A simple name generator by using patterns in existing names.
A simple side project by Brehanu Bugg.
After waking up with the sudden urge to have my computer generate random names, I immediately opened up my computer and opened a new Python file, not knowing where exactly to start. How do you get the computer to create something as complex as a name? I started looking at popular names for example:
-
Sofia
-
Luke
-
Emily
I realized every name is composed of syllables. Syllables themselves are composed of vowel/consonant pairs. Given that, I created a simple program to generate a name given a name structure of consonant/vowel/consonant/vowel
and here were some examples:
-
Fola
-
Zewo
-
Higa
This was a start, but I wanted something more advanced. And that was when I started analyzing names using the power of Python.
In the repository, you'll see an analysis.py
file. I used this to find patterns in a list of 18,000 names I downloaded from online. And this was some data I collected:
-
Most names have 3-7 letters, the most common being 6 letters at 26.21%
-
86.21% of names start with a consonant
-
Syllables could be 2 or 3 letters
Given that data, I quickly was able to create a table (which is MAPPED_LETTERS
in main.py
) of each letter, and how frequently they appeared in names.txt
. I also created the function chose_by_probability()
that used weighted probability to return a letter using the MAPPED_LETTERS
table.
Names appeared slightly better, but not quite what I wanted.
The biggest factor in a successful name is the syllable: the building block of a name. For this, I took a small subset of real names and analyzed them by hand. I noticed some recurring syllable structures:
-
consonant/vowel
-
vowel/consonant
-
consonant/vowel/consonant
-
vowel
-
consonant
I modified the make_syllable()
function to chose one of the above syllable structures and populate the syllable according to the structure.
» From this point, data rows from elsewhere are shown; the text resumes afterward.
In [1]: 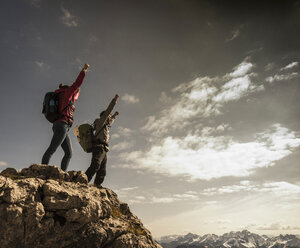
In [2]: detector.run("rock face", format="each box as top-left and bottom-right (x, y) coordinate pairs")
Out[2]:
(0, 164), (161, 248)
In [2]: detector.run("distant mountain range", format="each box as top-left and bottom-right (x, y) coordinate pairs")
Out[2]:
(158, 230), (300, 248)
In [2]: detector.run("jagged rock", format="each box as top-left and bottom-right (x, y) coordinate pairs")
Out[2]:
(0, 164), (161, 248)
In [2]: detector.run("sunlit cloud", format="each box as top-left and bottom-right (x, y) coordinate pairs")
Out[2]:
(120, 124), (300, 180)
(225, 26), (243, 42)
(0, 161), (8, 167)
(265, 63), (275, 71)
(112, 141), (133, 151)
(142, 58), (264, 135)
(34, 61), (50, 71)
(266, 72), (299, 83)
(201, 180), (300, 200)
(60, 5), (78, 27)
(28, 0), (41, 8)
(121, 93), (140, 103)
(280, 61), (299, 71)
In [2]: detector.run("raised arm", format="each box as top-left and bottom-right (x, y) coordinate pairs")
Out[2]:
(96, 94), (119, 128)
(68, 64), (90, 94)
(109, 111), (119, 125)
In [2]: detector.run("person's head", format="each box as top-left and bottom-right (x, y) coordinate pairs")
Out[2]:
(59, 83), (70, 89)
(100, 111), (111, 121)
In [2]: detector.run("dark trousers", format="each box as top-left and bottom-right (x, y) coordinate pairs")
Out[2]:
(42, 121), (72, 171)
(85, 145), (107, 185)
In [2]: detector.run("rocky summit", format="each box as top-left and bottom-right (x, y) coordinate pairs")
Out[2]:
(0, 164), (161, 248)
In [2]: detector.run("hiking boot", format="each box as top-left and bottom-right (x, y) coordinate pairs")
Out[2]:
(94, 184), (103, 189)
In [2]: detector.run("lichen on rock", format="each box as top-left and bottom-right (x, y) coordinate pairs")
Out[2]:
(0, 164), (161, 248)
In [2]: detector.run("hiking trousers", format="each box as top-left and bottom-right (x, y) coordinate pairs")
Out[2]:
(42, 121), (72, 171)
(85, 145), (107, 185)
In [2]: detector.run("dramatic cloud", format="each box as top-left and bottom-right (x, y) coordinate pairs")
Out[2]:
(120, 125), (300, 180)
(112, 141), (133, 151)
(27, 0), (41, 8)
(225, 26), (242, 42)
(280, 62), (298, 71)
(35, 61), (50, 70)
(142, 58), (264, 135)
(266, 72), (299, 83)
(202, 180), (300, 201)
(60, 5), (78, 27)
(0, 161), (7, 166)
(121, 93), (140, 103)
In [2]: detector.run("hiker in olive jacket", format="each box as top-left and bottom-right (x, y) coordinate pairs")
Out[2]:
(42, 64), (89, 171)
(85, 94), (119, 186)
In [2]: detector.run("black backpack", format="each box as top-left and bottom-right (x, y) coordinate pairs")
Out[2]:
(42, 92), (61, 123)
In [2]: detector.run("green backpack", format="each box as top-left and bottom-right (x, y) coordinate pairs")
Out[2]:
(73, 123), (94, 153)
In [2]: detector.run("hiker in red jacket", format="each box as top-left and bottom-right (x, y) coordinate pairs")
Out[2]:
(42, 64), (89, 171)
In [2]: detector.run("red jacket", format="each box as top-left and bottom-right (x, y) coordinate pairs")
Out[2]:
(55, 71), (85, 127)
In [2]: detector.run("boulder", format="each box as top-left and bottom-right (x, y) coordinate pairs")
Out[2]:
(0, 164), (161, 248)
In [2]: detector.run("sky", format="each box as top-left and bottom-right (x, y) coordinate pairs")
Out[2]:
(0, 0), (300, 237)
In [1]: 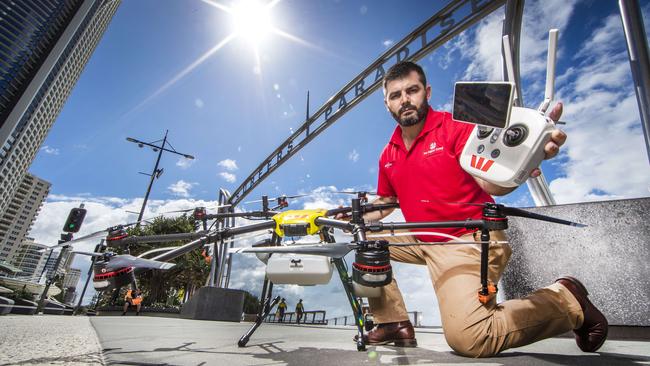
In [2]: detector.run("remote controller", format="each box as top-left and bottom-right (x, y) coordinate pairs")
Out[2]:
(454, 29), (558, 187)
(460, 107), (555, 187)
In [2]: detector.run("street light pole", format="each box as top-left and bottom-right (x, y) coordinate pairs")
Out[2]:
(72, 239), (104, 314)
(126, 130), (194, 226)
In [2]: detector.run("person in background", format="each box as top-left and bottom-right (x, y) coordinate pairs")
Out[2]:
(122, 289), (142, 315)
(296, 299), (305, 323)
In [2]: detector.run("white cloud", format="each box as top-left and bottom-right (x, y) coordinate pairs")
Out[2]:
(217, 159), (239, 172)
(167, 179), (197, 197)
(29, 193), (223, 303)
(447, 0), (650, 203)
(176, 157), (196, 169)
(41, 145), (59, 155)
(348, 149), (359, 163)
(219, 172), (237, 183)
Depending on whether or not the next letter is a vowel or consonant, it randomly choses a SUBSET_LIMIT
amount of them and then choses a random letter from that random list based on chose_by_probability()
which uses weighted probability.
The names improved drastically, but I needed a way to filter out the names that weren't "good".
Much like a search algorithm, my program only works as well as the parameters given. In the search algorithms, the better the heuristic, the better the search path. For this name generator program, I implemeted a grade_name()
function based on important information gathered from analysis.py
:
-
Most names have 3-7 letters, the most common being 6 letters at 26.21%
-
86.21% of names start with a consonant
-
Most names have at least 2 vowels
-
Most names have more consonants than vowels
Taking in a name, the grade_name()
function grades it based on the above criteria and returns a grade between 0-100. In the __main__
function in main.py
, it generates 18,000 names and weeds out the ones with a grade less than 75%. There are some noticable tweaks that could be made to better the algorithm:
-
Increasing the "passing" grade from 75% to 90% (which comes at a risk for removing names that are good, but don't pass the grade requirement)
-
Adding another criteria for grading the likeliness for each letter to follow the one before it in the name (this would require a Markov chain--which is implemented--but could remove the "computer touch" for the generated names)
-
Counting how many syllables it has (this is not implemented but it would be interesting to see what it would consider a good syllable count)
This program generated some interesting names to say the least. Here are some of the most noticeable ones:
-
Daniyal
-
Assi
-
Becaa
-
Yale
-
Yee
Suprisingly enough, this program randomly creates real names as well:
-
Sam
-
Michael
-
Liz
-
Iris
-
Roy
And it created real words:
-
Since
-
Yes
-
Lily
-
Terra
-
Rest
Although the idea for the program proved to be a simple concept (create a name), the thinking and process behind it was interesting. It required me to find real names, analyze them (with the computer's help), and modifiying the algorithm based on new information I found.
And while this program is far from perfect, it does what I wanted. You can pronounce all the names. Some sound foreign, some sound cool, and some sound very similar to real names.